# HydroHomies Plots
In this notebook, the plots, figures and also some explanations or details about each of them are being presented.  

To clarify plots, please follow this order:
- Title for each plot is mandatory
- Analysis must be written 
- legends are manedatory

### Loading all data


In [None]:
import yaml
import pandas as pd
with open('config.yaml') as stream:
    config = yaml.safe_load(stream)

### Cleaning (Digit Span Raw Data)

In [None]:
def clean_digit_span(raw_df):
    # Select the sequence length data from the raw data and create a dataframe
    seq_length_df = raw_df[raw_df[1].astype(str).str.match(r'\d+')]
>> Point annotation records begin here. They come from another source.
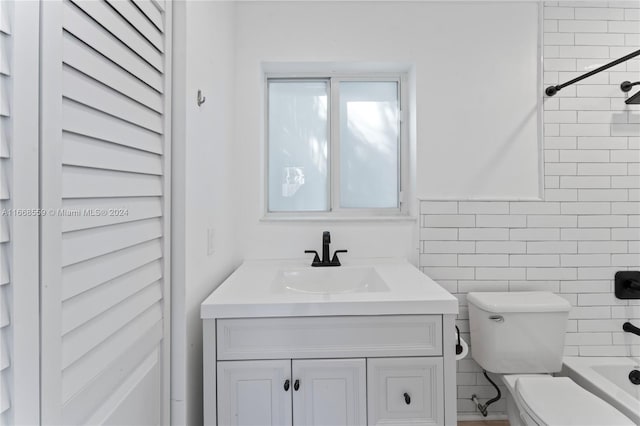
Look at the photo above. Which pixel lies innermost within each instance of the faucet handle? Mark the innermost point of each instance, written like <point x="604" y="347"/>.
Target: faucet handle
<point x="335" y="259"/>
<point x="316" y="258"/>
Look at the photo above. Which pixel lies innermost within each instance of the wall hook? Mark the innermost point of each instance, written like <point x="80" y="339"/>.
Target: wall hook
<point x="201" y="99"/>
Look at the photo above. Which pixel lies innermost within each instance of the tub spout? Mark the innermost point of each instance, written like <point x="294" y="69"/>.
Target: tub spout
<point x="630" y="328"/>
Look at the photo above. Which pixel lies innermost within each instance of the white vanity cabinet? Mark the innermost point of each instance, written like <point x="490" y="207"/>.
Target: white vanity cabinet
<point x="369" y="343"/>
<point x="288" y="392"/>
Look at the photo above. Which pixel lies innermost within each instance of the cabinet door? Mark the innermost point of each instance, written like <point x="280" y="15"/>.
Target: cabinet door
<point x="329" y="392"/>
<point x="254" y="393"/>
<point x="403" y="391"/>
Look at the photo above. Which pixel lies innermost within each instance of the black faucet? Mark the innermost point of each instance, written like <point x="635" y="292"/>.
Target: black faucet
<point x="326" y="240"/>
<point x="630" y="328"/>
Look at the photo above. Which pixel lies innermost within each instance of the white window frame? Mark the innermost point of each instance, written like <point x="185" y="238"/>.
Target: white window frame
<point x="333" y="167"/>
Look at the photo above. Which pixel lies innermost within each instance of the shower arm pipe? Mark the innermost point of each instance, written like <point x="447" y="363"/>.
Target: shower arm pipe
<point x="552" y="90"/>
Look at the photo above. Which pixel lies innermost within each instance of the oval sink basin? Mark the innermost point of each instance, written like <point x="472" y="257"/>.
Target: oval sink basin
<point x="326" y="280"/>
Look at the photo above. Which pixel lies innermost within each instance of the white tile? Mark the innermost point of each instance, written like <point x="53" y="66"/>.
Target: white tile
<point x="585" y="104"/>
<point x="497" y="221"/>
<point x="449" y="221"/>
<point x="500" y="273"/>
<point x="585" y="182"/>
<point x="550" y="25"/>
<point x="620" y="129"/>
<point x="552" y="221"/>
<point x="483" y="260"/>
<point x="534" y="234"/>
<point x="438" y="207"/>
<point x="449" y="273"/>
<point x="625" y="234"/>
<point x="590" y="312"/>
<point x="560" y="142"/>
<point x="582" y="26"/>
<point x="585" y="156"/>
<point x="599" y="13"/>
<point x="586" y="208"/>
<point x="560" y="169"/>
<point x="467" y="286"/>
<point x="626" y="156"/>
<point x="596" y="273"/>
<point x="551" y="247"/>
<point x="560" y="117"/>
<point x="484" y="207"/>
<point x="590" y="129"/>
<point x="625" y="208"/>
<point x="585" y="51"/>
<point x="438" y="234"/>
<point x="588" y="325"/>
<point x="501" y="247"/>
<point x="534" y="207"/>
<point x="632" y="14"/>
<point x="487" y="234"/>
<point x="591" y="286"/>
<point x="622" y="27"/>
<point x="448" y="247"/>
<point x="631" y="260"/>
<point x="602" y="221"/>
<point x="602" y="117"/>
<point x="625" y="182"/>
<point x="602" y="246"/>
<point x="603" y="195"/>
<point x="534" y="260"/>
<point x="558" y="13"/>
<point x="535" y="285"/>
<point x="558" y="39"/>
<point x="585" y="260"/>
<point x="561" y="194"/>
<point x="592" y="338"/>
<point x="438" y="260"/>
<point x="556" y="64"/>
<point x="602" y="169"/>
<point x="584" y="234"/>
<point x="599" y="40"/>
<point x="551" y="273"/>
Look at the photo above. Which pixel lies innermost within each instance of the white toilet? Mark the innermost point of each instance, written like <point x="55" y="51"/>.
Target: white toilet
<point x="520" y="335"/>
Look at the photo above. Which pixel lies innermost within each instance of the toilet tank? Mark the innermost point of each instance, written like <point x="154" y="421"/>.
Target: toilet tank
<point x="518" y="332"/>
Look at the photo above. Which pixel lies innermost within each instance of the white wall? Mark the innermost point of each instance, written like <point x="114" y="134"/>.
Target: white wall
<point x="461" y="128"/>
<point x="203" y="197"/>
<point x="588" y="225"/>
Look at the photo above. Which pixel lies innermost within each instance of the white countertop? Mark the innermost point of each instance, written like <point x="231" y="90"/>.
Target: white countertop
<point x="249" y="292"/>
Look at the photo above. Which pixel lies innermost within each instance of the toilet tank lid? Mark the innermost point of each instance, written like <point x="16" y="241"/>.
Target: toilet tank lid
<point x="519" y="301"/>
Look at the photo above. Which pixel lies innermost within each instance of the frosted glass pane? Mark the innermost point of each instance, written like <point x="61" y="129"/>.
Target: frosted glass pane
<point x="369" y="144"/>
<point x="298" y="146"/>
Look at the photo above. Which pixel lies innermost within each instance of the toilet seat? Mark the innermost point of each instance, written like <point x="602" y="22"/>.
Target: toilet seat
<point x="558" y="401"/>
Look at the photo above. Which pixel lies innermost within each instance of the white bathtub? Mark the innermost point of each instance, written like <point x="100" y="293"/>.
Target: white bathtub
<point x="608" y="378"/>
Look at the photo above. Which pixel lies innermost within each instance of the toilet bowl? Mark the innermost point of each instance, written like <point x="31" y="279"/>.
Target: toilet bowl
<point x="520" y="336"/>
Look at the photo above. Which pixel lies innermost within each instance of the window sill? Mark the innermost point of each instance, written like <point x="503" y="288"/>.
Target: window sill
<point x="271" y="217"/>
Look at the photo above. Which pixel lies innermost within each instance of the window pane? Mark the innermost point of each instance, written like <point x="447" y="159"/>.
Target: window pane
<point x="298" y="146"/>
<point x="369" y="131"/>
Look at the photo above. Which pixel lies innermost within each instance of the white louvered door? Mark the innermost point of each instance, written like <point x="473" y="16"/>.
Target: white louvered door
<point x="19" y="320"/>
<point x="105" y="173"/>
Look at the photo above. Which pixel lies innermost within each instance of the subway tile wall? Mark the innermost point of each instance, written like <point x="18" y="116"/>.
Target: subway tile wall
<point x="587" y="227"/>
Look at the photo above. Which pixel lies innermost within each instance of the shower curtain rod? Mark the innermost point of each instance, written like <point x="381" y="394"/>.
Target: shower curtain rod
<point x="552" y="90"/>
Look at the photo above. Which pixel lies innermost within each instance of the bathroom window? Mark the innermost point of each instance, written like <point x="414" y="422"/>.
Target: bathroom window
<point x="334" y="145"/>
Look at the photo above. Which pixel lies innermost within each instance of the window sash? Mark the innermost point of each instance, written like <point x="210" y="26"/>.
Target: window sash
<point x="333" y="155"/>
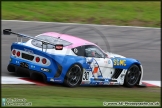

    # Get the value of the longest sequence remembered
    longest = seq_length_df[2]
    longest = longest.tolist()

    # Get the number of errors made
    error_number = seq_length_df[3]
    error_number = error_number.tolist()

    # Select the rows with the click stimulus data
    click_stim_df = raw_df[raw_df[1]=='clickedStim']
    click_stim_df.size

    # Calculate the number of clicks made by the participant
    clicks_observed = click_stim_df.count(axis=1) - 2 
    clicks_observed = clicks_observed.tolist()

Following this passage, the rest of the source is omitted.